自分の頭で考えるヒント

自分の頭で考えた方が面白いと、何度か書いたことがある。しかし、どうもこれを伝えるのは至難のわざであるということに気がついた。わたしの文章の下手さゆえということもあるけれど、そもそもが、みな考えている限りは、現に自分の頭で考えていると思い込んでいるからである。そうして、それは、ある意味で正しい。誰も他人の頭で考えることなどできないからだ。

ただし、わたしが、「自分の頭で考える」ということでもって言いたいこは、単にある問題について思考するということではなく、「自分が不思議だと思うことを見つけ、それを一人きりで追求していくということ」である。この営みは本当に面白い。しかし、どうもこれをしている人が少ないような気がしてならない。もったいない。この営みに誘いたいという気持ちでもって、自分の頭で考えることの面白さを伝えることが難しいことを重々承知の上で、あえてそれについて書いてみることにした。何ごともトライ、トライ。

自分の頭で考えることは、何が面白いか? しかし、それは実際にやってみないと分からない。実際に水に入ってみなければ、水泳の面白さは分からないのとおんなじ。入ればすぐに分かる。ちなみに、わたしは泳げない。とはいえ、「実際にやってみろ」では、ミもフタもないので、「自分の頭で考える」とは何をすることか、そのためにはどうすればいいか、ということを以下、書いてみたい。

今しがた、わたしは、自分の頭で考えるということは、「自分が不思議だと思うことを見つけ、それを一人きりで追求していくことだ」と書いた。まあ、これが、自分の頭で考えることの中身と方法の全てである。

まず、自分が不思議だと思うことを見つけること。不思議で不思議で、心の底から知りたいと思うことを見つけること。世の中的には重要な問題だったとしても、自分の興味を引かないものはダメである。

そうして、それを見つけたら、他人に頼らずに、一人きりで追求していくこと。他人に聞いたり、本を参照したりすると、面白さが半減してしまう。一人きりでというところがポイントである。

煎じ詰めれば、この二点だけなのだけれど、これがなかなか難しい。

何が難しいか。

まず、不思議だと思うことを見つけることについてだが、何かを不思議だと思うためには、それを不思議だと思う感受性が必要である。感受性が無いと、不思議だとは思えない。大人になると感受性を失ってしまいがちである。昔は、気になるあの子と目が合うだけでドキドキしていたのに、今では階段を昇ったときくらいしか動悸がしなくなっている。そんなみなさんにも純真だった頃があるハズ。子どもの頃を思い出していただきたい。子どもの頃は色んなことが不思議だったはずである。あることがなんであるかということが、不思議でたまらなくて、周囲の大人にしつこく尋ねては困らせていたことだろう。そのときの感覚をちょっと蘇らせていただきたい。

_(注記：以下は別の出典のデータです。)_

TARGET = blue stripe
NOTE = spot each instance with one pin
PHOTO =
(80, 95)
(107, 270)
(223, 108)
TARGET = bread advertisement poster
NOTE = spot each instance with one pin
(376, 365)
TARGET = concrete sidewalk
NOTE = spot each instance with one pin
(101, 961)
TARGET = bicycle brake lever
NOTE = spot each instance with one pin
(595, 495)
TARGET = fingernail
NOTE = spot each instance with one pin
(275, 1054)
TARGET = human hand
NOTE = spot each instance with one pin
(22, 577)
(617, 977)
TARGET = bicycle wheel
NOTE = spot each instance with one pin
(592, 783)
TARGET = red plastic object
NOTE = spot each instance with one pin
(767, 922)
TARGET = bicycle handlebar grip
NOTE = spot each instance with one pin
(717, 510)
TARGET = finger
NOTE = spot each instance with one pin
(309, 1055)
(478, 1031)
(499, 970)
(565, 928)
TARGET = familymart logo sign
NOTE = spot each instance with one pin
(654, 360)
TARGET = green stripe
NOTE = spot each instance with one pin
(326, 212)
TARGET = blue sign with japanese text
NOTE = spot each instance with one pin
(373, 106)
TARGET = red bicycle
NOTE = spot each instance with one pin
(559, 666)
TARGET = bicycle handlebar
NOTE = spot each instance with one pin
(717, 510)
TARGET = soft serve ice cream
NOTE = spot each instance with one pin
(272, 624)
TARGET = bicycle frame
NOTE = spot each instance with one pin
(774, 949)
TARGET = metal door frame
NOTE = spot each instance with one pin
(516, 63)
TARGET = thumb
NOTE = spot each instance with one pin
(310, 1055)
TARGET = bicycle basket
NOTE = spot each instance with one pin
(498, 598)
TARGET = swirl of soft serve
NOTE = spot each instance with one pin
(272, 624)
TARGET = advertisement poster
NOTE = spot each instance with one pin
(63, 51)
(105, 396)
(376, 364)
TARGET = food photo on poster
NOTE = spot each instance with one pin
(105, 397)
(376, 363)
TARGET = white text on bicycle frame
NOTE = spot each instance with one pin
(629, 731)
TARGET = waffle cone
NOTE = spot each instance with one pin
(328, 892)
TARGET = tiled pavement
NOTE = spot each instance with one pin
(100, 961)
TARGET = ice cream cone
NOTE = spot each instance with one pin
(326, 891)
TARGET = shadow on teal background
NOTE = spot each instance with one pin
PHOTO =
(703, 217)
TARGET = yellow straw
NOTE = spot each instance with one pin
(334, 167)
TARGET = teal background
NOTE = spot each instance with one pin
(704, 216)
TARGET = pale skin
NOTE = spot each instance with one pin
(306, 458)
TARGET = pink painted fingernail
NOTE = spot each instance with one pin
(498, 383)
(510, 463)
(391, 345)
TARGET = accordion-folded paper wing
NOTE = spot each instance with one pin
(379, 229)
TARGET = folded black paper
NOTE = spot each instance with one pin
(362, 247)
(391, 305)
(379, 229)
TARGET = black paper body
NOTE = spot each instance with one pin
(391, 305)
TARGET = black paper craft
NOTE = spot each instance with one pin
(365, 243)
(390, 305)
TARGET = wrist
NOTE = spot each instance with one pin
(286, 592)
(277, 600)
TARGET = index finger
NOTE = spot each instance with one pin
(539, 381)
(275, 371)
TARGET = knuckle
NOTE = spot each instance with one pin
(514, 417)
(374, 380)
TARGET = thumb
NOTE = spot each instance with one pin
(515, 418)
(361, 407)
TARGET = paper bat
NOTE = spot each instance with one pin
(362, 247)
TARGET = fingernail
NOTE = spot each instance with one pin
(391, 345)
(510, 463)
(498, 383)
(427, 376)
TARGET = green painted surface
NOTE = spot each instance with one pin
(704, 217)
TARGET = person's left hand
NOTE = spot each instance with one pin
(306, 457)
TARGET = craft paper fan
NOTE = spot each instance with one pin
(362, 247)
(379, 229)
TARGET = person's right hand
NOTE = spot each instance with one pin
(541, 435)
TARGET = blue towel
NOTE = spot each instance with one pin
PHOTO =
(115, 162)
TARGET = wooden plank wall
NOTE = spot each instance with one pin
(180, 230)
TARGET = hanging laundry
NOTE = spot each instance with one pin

それを一人きりで追求していくことに関して言えば、これが難しいのは、あることについて考え始めると、人はしばしば、その問題について是が非でも答えを得ようとしてしまうからである。結果が求められる社会の荒波にもまれすぎていると、とにかく答えだけ得られればいいという頭になって、答えを知っていそうな人(や本)にそれを聞こうとしてしまう。それで、他人に尋ねることになる。結果、一人きりで考えることができなくなるという寸法である。自分の頭で考えるという営みに関しては、答えを得ることは大切なことではないし、そもそも、得た答えが正解であるということは誰も保証してはくれない。

あとは実際にやってみてください。

自分の頭で考えることで得られるものは何か。これは、申し訳ないけれど、大したものはお約束できない。ただむやみと面白いというその無類の面白さを除けば、この世界の真実くらいのものである。